Auxiliary Bishop Allwyn D’Silva spent the day visiting shelters in the Pokhran area
By Nirmala Carvalho
Nov 16 2021
The Churches of Asia yesterday marked the observance established by Pope Francis. Auxiliary Bishop D’Silva of Mumbai listened to their stories. Philippine Bishop Pabillo told election candidates not to spend money on the poor, not on ads or bribes.

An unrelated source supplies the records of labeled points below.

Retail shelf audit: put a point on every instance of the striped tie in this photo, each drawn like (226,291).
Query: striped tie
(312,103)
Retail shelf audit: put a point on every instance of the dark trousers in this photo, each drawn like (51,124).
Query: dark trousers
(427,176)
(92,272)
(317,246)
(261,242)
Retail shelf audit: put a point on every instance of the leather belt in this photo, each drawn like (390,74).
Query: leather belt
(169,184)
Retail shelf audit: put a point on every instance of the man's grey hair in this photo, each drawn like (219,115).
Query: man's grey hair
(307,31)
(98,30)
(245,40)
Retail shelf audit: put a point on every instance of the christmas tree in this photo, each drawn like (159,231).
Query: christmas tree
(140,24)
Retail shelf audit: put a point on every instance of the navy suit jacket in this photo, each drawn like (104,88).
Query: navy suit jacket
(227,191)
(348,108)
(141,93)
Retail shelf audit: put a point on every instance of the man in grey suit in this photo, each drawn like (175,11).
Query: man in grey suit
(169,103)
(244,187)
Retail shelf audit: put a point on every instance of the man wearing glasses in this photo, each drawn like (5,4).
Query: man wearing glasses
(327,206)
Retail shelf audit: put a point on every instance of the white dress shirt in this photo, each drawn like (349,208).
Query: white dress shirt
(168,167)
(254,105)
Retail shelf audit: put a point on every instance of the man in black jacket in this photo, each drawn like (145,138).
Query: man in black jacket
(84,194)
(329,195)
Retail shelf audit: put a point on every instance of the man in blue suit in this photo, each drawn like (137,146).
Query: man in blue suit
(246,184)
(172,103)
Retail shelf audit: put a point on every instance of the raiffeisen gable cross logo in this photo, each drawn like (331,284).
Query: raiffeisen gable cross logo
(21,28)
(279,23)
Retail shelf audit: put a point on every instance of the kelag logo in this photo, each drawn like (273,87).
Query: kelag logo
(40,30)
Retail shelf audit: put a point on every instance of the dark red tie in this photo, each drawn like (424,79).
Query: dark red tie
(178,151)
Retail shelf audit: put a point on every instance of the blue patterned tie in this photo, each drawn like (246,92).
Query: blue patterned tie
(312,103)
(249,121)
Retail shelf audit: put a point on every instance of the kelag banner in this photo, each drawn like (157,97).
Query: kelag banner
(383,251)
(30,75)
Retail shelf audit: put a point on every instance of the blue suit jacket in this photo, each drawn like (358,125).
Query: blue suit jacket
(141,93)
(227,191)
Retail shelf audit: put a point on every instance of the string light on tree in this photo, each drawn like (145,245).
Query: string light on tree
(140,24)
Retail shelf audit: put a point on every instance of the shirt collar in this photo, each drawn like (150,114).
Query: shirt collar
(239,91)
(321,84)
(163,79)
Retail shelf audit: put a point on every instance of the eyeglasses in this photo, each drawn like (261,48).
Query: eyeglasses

In South Korea, a local cardinal and a new archbishop served food.
MUMBAI – Yesterday Catholic communities across Asia celebrated the Fifth World Day of the Poor, an observance established by Pope Francis to highlight the place of the poor in the life of the Church.
In Mumbai, Auxiliary Bishop Allwyn D’Silva spent the day visiting shelters in the Pokhran area.
At noon, he had lunch with residents at the Ma Niketan home for girls, a facility run by the Society of the Helpers of Mary, which since 1972 has been caring for abandoned girls in the slums of Mumbai, who here have a future and a chance for growth.
In the afternoon he went to Divya Prabha, another hostel run by the Poor Sisters of Our Lady which takes in orphans and accompanies them until they come of age.
“Usually, we give food to the underprivileged,” Bishop D’Silva told AsiaNews. “This practice is done in most parishes,” but this year “we wanted to give more room to listening; so I spent more time doing that with the girls, about 120, hearing their stories and dreams.”
“I was struck how many of them have lost their parents to the pandemic. Listening to their stories was a very enriching experience for me and a token of the synodal approach.”
Bishop Broderick Pabillo, apostolic vicar of Taytay in the Philippines, has always been very close to those who live in slums.
For this occasion, he uttered particularly strong words in his homily in a country gripped by election fever ahead of next spring’s election.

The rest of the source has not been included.